Parents in Canterbury are being urged to look out for sign of stress in their children following Sunday's earthquake.
A 5.7 earthquake rattled the region in the early afternoon of Valentine's Day - just weeks out from the fifth anniversary of the quake which decimated the city and killed 185 people. There was large rockfalls around Sumner, and some schools received damage.
Mike Coleman, a councillor at Middleton Grange School, said they were seeing less children showing signs of stress, but this could now change.
"Every pupil reacts differently to these quakes, but this last quake has real potential to re-trigger trauma through pupils right throughout Canterbury."
Coleman said parents and schools should be on the look out for signs of stress, "like crying more than usual, very quiet, overly angry, tantrums, because effectively children show what's going on for them in their behaviour."
It is important for kids to get help if need be, and schools will have a list of agencies they can go to, Coleman pointed out.

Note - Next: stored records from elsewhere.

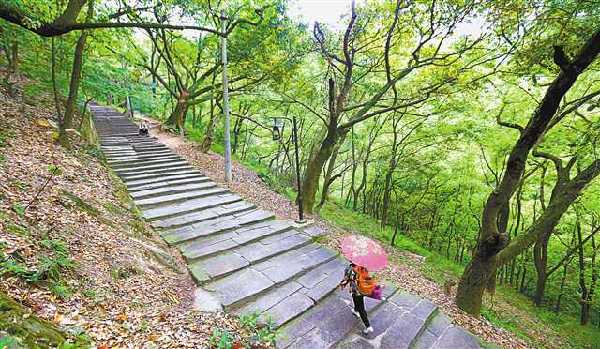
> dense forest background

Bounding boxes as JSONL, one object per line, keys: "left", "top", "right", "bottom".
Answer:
{"left": 1, "top": 0, "right": 599, "bottom": 347}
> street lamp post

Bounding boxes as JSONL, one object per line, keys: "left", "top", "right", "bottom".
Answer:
{"left": 272, "top": 116, "right": 305, "bottom": 223}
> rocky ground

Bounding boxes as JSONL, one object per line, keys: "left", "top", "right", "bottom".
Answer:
{"left": 147, "top": 120, "right": 543, "bottom": 349}
{"left": 0, "top": 81, "right": 267, "bottom": 348}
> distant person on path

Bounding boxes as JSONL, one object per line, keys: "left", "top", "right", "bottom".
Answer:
{"left": 340, "top": 263, "right": 373, "bottom": 335}
{"left": 139, "top": 120, "right": 149, "bottom": 136}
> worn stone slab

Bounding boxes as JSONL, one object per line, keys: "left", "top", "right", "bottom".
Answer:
{"left": 254, "top": 244, "right": 337, "bottom": 284}
{"left": 181, "top": 220, "right": 294, "bottom": 260}
{"left": 262, "top": 292, "right": 314, "bottom": 327}
{"left": 235, "top": 281, "right": 303, "bottom": 316}
{"left": 426, "top": 312, "right": 451, "bottom": 337}
{"left": 300, "top": 269, "right": 344, "bottom": 302}
{"left": 234, "top": 231, "right": 310, "bottom": 263}
{"left": 365, "top": 302, "right": 404, "bottom": 337}
{"left": 130, "top": 181, "right": 215, "bottom": 199}
{"left": 115, "top": 160, "right": 188, "bottom": 174}
{"left": 411, "top": 299, "right": 438, "bottom": 321}
{"left": 122, "top": 169, "right": 200, "bottom": 182}
{"left": 337, "top": 337, "right": 374, "bottom": 349}
{"left": 205, "top": 268, "right": 274, "bottom": 308}
{"left": 388, "top": 291, "right": 421, "bottom": 310}
{"left": 380, "top": 313, "right": 424, "bottom": 349}
{"left": 301, "top": 225, "right": 327, "bottom": 238}
{"left": 296, "top": 258, "right": 345, "bottom": 289}
{"left": 193, "top": 288, "right": 223, "bottom": 312}
{"left": 142, "top": 193, "right": 242, "bottom": 220}
{"left": 231, "top": 220, "right": 294, "bottom": 245}
{"left": 183, "top": 236, "right": 239, "bottom": 261}
{"left": 156, "top": 202, "right": 256, "bottom": 232}
{"left": 119, "top": 165, "right": 195, "bottom": 178}
{"left": 161, "top": 208, "right": 272, "bottom": 243}
{"left": 127, "top": 174, "right": 208, "bottom": 190}
{"left": 134, "top": 187, "right": 227, "bottom": 207}
{"left": 189, "top": 251, "right": 249, "bottom": 281}
{"left": 431, "top": 326, "right": 482, "bottom": 349}
{"left": 413, "top": 330, "right": 438, "bottom": 349}
{"left": 279, "top": 293, "right": 357, "bottom": 349}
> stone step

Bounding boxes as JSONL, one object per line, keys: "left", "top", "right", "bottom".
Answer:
{"left": 234, "top": 258, "right": 347, "bottom": 328}
{"left": 115, "top": 160, "right": 189, "bottom": 174}
{"left": 277, "top": 286, "right": 398, "bottom": 349}
{"left": 203, "top": 244, "right": 338, "bottom": 310}
{"left": 109, "top": 155, "right": 182, "bottom": 168}
{"left": 141, "top": 193, "right": 244, "bottom": 221}
{"left": 187, "top": 229, "right": 313, "bottom": 283}
{"left": 135, "top": 187, "right": 228, "bottom": 208}
{"left": 120, "top": 168, "right": 199, "bottom": 182}
{"left": 104, "top": 149, "right": 173, "bottom": 160}
{"left": 159, "top": 207, "right": 272, "bottom": 242}
{"left": 130, "top": 180, "right": 216, "bottom": 199}
{"left": 118, "top": 165, "right": 195, "bottom": 179}
{"left": 132, "top": 144, "right": 169, "bottom": 152}
{"left": 180, "top": 219, "right": 294, "bottom": 261}
{"left": 127, "top": 175, "right": 211, "bottom": 191}
{"left": 412, "top": 313, "right": 482, "bottom": 349}
{"left": 105, "top": 149, "right": 173, "bottom": 158}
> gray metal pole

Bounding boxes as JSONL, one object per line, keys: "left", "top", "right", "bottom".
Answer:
{"left": 221, "top": 10, "right": 232, "bottom": 183}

Around $13.5 million has been earmarked to support psychosocial services and initiatives in Canterbury over the next four years, while the Mental Health Education and Resource Centre had additional money set aside to meet any spike in demand around the fifth anniversary.
However, the Ministry of Social Development said it's not yet known what additional demand for services will result from the latest quake.
Lucy Daeth, public health specialist for the All Right Campaign, noted yesterday that while there wasn't much physical damage, the social recovery for the region has been set back.
She says it will have people on edge again, after things felt like they were getting back to normal.
"At one stage we were quite used to them but now it feels like a horrible shock and of course people are very concerned about how other people are doing, about people out East who've got liquefaction, about the people in Sumner who see cliffs collapsing..."
"As hard to believe as it might be for the rest of the country, we're still pretty fragile in Christchurch and still trying to come to terms with what's happening."
Close to 500 Christchurch residents have lodged insurance claims with the Earthquake Commission since Sunday's rumble.
EQC CEO Ian Simpson wasn't surprised by the number, and he notes it's on par with the number of claims received following the Cook Straight earthquake in 2013.
Residents have three months to lodge their claims.
Cantabrians are also being urged to update their survival kits following the quake.
Survive It managing director Steven McLauchlan said survival kits at home and the car need regular upkeep, by checking batteries every threesix months and changing water supplies at least once a year.